Case 392

Medical history

A 84-year-old man with a history of smoking (75 pack-years) and alcoholism, no other comorbidity related, presented with dysarthria, right hemiataxia and hemiparesis, mainly in the right arm, after fall on waking. Physical examination showed verbal response, isochoric and photoreactive pupils, Babinski positive on the right, sinus rhythm on ECG. Brain magnetic resonance and magnetic resonance angiography were requested.

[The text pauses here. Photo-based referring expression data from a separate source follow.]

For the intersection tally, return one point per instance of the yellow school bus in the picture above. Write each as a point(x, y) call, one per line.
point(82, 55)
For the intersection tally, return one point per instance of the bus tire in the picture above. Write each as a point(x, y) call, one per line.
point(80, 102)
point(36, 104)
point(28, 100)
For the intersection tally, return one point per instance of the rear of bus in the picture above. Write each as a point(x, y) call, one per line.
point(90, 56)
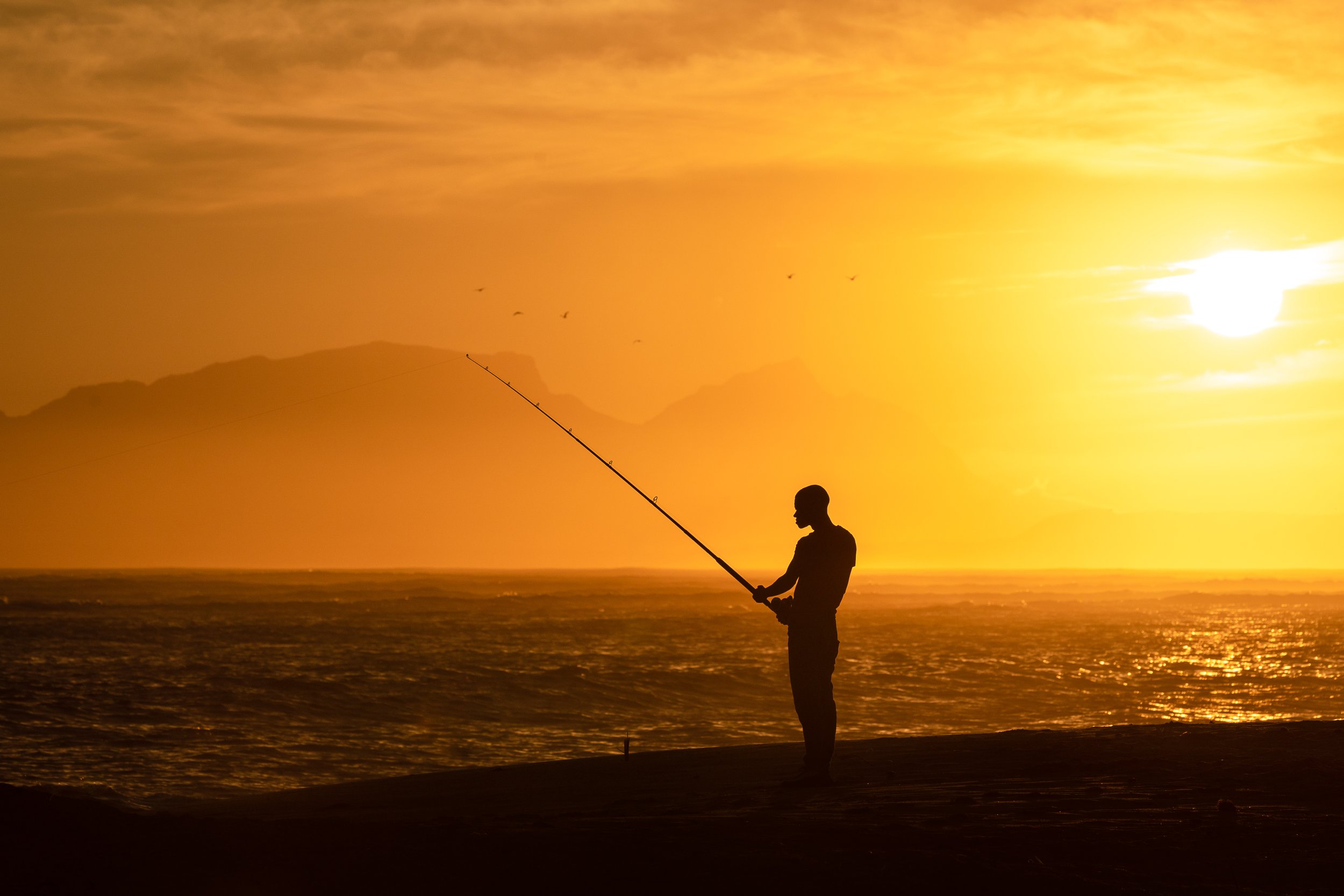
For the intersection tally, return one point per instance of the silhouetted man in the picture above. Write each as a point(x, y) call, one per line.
point(820, 569)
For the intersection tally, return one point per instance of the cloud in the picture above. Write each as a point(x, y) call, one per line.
point(420, 101)
point(1308, 366)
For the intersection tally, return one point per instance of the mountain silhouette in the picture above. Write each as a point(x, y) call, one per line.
point(444, 468)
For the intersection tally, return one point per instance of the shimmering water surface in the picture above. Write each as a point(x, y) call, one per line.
point(162, 685)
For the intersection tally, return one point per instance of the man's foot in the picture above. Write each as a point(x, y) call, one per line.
point(808, 778)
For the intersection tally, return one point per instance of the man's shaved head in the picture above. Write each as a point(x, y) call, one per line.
point(812, 497)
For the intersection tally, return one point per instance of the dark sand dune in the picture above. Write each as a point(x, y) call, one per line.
point(1128, 809)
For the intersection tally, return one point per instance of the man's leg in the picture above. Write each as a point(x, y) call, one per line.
point(811, 666)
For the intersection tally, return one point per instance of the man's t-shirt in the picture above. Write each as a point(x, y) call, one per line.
point(824, 561)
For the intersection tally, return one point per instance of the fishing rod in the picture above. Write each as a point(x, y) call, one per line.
point(654, 501)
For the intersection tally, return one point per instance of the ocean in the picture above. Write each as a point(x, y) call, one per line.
point(155, 687)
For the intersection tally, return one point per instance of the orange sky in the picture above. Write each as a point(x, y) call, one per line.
point(195, 182)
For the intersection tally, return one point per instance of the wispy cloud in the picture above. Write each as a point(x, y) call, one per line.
point(413, 98)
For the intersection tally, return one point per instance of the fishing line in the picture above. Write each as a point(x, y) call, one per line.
point(237, 420)
point(652, 501)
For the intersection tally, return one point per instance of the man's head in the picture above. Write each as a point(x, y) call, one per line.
point(810, 505)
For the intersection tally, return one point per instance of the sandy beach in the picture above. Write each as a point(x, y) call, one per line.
point(1124, 809)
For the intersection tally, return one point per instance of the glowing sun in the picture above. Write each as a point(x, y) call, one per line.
point(1240, 292)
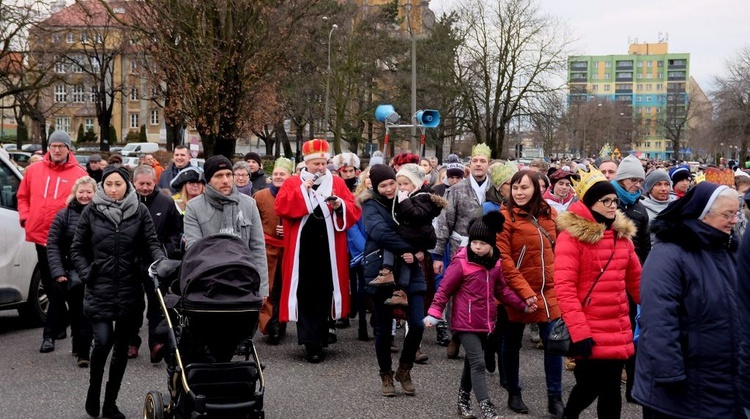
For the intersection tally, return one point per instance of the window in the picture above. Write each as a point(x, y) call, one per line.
point(78, 94)
point(62, 124)
point(61, 93)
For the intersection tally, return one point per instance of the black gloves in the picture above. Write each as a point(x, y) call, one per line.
point(584, 347)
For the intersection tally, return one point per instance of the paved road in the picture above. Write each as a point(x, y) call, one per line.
point(346, 385)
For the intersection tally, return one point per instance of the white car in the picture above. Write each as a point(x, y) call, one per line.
point(20, 281)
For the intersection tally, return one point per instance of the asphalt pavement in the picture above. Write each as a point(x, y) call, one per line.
point(345, 385)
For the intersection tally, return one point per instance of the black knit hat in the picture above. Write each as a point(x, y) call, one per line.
point(596, 192)
point(214, 164)
point(487, 227)
point(379, 173)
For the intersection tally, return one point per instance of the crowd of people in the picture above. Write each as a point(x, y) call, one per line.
point(641, 261)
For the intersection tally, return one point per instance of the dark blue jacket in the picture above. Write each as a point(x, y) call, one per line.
point(381, 234)
point(687, 361)
point(743, 301)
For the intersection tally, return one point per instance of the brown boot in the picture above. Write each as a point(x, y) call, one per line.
point(384, 279)
point(387, 389)
point(398, 299)
point(403, 376)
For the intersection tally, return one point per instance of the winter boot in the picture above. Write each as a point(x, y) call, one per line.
point(92, 398)
point(403, 376)
point(515, 402)
point(489, 411)
point(387, 389)
point(464, 405)
point(398, 299)
point(109, 409)
point(555, 406)
point(443, 338)
point(384, 279)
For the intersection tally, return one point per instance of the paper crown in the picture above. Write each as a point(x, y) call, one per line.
point(588, 179)
point(481, 149)
point(284, 164)
point(316, 149)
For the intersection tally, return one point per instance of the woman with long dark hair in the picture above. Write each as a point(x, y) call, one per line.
point(526, 246)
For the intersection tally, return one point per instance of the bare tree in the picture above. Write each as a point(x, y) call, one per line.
point(732, 102)
point(511, 49)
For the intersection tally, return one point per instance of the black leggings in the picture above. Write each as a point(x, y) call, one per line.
point(108, 335)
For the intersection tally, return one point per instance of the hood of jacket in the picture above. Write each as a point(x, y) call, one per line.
point(579, 223)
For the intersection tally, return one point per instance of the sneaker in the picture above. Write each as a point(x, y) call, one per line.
point(132, 352)
point(398, 298)
point(384, 279)
point(83, 362)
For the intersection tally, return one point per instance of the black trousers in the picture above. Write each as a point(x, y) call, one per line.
point(57, 312)
point(596, 378)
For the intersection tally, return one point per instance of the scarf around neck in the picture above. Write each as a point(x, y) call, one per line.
point(626, 197)
point(229, 207)
point(116, 211)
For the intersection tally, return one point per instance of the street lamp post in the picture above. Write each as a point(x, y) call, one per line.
point(328, 81)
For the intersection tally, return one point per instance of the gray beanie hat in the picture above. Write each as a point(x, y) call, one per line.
point(654, 177)
point(630, 167)
point(60, 137)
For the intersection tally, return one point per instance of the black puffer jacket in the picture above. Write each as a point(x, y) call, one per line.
point(60, 238)
point(108, 258)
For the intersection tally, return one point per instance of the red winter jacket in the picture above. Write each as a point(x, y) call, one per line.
point(43, 192)
point(473, 289)
point(583, 249)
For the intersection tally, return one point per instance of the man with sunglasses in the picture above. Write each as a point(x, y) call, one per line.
point(628, 183)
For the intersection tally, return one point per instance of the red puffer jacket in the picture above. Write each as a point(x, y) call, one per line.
point(43, 192)
point(582, 251)
point(528, 263)
point(473, 288)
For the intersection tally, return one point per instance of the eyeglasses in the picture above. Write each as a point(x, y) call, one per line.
point(730, 216)
point(609, 201)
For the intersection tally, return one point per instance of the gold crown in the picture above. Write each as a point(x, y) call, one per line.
point(588, 179)
point(481, 149)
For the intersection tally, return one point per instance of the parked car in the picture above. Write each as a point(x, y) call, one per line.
point(20, 282)
point(20, 157)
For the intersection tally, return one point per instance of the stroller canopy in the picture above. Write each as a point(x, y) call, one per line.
point(218, 274)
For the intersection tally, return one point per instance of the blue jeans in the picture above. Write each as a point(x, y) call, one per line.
point(383, 323)
point(512, 336)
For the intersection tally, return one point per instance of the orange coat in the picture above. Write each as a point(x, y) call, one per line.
point(528, 261)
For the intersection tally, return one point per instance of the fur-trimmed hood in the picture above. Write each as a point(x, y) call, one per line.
point(580, 224)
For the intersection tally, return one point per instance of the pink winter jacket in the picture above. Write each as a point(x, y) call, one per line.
point(473, 288)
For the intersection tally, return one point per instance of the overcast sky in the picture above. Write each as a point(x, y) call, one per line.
point(711, 31)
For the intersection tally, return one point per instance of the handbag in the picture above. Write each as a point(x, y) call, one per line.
point(558, 340)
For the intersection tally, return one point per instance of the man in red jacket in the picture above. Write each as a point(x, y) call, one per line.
point(43, 192)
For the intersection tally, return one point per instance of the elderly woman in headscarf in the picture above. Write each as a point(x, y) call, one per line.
point(687, 363)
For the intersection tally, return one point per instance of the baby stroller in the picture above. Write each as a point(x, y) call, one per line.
point(211, 310)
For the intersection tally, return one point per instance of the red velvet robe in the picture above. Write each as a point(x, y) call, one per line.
point(294, 205)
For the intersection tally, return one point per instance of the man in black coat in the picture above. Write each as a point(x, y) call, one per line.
point(168, 226)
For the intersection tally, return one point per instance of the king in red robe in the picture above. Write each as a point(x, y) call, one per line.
point(315, 267)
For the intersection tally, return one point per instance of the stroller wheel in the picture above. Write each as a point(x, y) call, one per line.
point(153, 407)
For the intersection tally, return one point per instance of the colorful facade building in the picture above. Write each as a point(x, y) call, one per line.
point(653, 84)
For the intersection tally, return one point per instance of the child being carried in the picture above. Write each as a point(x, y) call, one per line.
point(416, 209)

According to the clinical history and the radiological exams presented, what is the probable etiology for the neurological condition?

Test question

(UNIFESP 2015 - Intensive Care Medicine) A 49-years-old patient presented to the emergency room with his brother, who reported that he had a sudden loss of strength in the left arm, he also presented a difficulty of communication. Both symptoms started 35 minutes ago during physical activity at the gym. Past medical history: systemic arterial hypertension and smoking. On examination: alert, obeying commands, total right hemiparesis with brachio-facial predominance (muscle strength grade II). Afasia, no stiff neck, isochoric and photoreactive pupils. Blood pressure: 190/110 mmHg. Heart rate: 88bpm; RF: 14. Computed tomography of the brain and laboratory tests were normal.

What is the probable diagnosis and the more appropriate management?